One of those: 16-year-old Greta Thunberg, for whom I have absolute respect, who is neither an adult nor a scientist. In my view, she should likely become both before she (or anyone) influences the scientific world.
But Nature hails her as a “climate catalyst.”
And there’s this:
A Swedish teenager brought climate science to the fore as she channeled her generation’s rage.
As noted by The Daily Mail, the list also includes “a physicist building quantum computers, a biologist editing genes in adult humans, and a microbiologist fighting Ebola.”
Apparently, Greta’s trumped all who’ve come before her:
Scientists have spent decades warning about climate change, but they couldn’t galvanize global attention the way that Thunberg did this year. The Swedish 16-year-old has outshone them — and many are cheering her along.
Sonia Seneviratne, a climate scientist from the Swiss Federal Institute of Technology in Zurich, explained that it’s Greta’s heart that caused the media domination:
“Some may wonder why a teenage girl should get more credit and attention for publicly lamenting a well-known dilemma than most climate researchers get for years of hard work and effort.

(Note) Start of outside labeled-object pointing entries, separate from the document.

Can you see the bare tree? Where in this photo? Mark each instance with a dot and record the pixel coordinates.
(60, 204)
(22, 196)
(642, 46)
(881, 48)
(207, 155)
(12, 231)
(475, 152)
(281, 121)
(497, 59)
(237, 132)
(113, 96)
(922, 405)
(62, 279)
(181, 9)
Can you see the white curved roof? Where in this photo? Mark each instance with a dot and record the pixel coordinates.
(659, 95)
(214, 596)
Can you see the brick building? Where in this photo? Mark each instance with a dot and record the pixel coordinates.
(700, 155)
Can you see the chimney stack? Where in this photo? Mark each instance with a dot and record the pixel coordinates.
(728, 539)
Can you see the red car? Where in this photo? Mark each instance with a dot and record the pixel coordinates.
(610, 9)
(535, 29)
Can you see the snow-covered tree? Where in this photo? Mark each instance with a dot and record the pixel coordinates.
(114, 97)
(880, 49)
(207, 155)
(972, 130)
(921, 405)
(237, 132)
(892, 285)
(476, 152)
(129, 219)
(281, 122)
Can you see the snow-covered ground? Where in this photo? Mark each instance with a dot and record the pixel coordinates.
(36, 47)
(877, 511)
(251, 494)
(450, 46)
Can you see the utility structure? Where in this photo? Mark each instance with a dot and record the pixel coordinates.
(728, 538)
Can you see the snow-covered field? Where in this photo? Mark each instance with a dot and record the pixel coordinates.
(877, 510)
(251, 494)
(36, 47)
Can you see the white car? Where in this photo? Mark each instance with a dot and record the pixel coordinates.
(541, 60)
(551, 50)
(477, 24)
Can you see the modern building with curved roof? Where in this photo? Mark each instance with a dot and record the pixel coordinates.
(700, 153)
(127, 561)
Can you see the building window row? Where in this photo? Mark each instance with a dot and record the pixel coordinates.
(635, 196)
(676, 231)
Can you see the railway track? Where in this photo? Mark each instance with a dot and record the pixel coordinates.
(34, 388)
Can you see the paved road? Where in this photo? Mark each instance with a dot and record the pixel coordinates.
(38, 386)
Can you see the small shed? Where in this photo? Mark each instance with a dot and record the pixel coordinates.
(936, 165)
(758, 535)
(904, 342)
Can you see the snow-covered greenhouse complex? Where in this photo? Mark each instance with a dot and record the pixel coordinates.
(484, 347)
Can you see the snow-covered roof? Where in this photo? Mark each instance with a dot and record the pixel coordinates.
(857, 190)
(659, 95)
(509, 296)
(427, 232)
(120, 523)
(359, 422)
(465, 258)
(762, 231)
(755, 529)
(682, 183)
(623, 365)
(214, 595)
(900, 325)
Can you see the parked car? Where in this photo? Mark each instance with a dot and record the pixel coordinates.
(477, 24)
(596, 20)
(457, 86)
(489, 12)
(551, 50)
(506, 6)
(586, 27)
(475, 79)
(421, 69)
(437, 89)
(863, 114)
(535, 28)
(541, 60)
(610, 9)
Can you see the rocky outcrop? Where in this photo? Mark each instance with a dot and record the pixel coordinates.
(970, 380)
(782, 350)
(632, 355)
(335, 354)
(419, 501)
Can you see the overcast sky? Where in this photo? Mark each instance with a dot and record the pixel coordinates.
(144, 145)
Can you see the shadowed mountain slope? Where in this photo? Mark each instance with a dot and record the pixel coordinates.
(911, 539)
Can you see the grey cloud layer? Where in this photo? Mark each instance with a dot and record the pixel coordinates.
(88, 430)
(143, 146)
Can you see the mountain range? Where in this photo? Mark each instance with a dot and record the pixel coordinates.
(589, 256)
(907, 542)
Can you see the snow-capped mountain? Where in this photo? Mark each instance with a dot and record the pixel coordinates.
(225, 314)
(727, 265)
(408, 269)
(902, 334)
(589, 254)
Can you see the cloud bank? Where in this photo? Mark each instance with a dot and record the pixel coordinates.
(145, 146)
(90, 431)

As scientists, we normally don’t dare to express the truth in such heartfelt simplicity.”
Is that it, or has a certain side of the aisle simply placed a child who espouses their particular ideology onto the front page? I’d ask the same, regardless of the issue or the specific take on it.
But I guess it doesn’t matter. According to Union of Concerned Scientists Director of Climate and Energy Angela Ledford, it’s Greta who’s inspiring scientists, not the other way around:
“Greta has inspired scientists along with activists and policymakers. Her mobilization of young people shows the rising generation expects science to inform policy, and may inspire many to become scientists themselves.”
In case you’re wondering about the publication itself, as observed by The Daily Wire, Nature’s no slouch:
[It’s] been cited as one of the most influential science journals in the world; it was first published in 1869. Many scientific breakthroughs were first published in Nature, including the structure of DNA and nuclear fission. In 2007 Nature and the journal Science received the Prince of Asturias Award for Communications and Humanity.
Greta’s really killing it lately — last Wednesday, she was named Time’s Person of the Year.
Here’s what they had to say:
She is telling us that real change is costly, real change requires giving things up, the loss of power and privilege, new systems, new ways of life. She isn’t just inspirational, and she isn’t just talking about the planet, as big as that is! She is indicting an entire way of life, and a way of telling ourselves we are making a difference when we are not.
She’s also telling us what she’s been told to tell us.
That, of course, doesn’t make her wrong. But it also doesn’t make her informed.
But perhaps marketing is a science, and that’s close enough.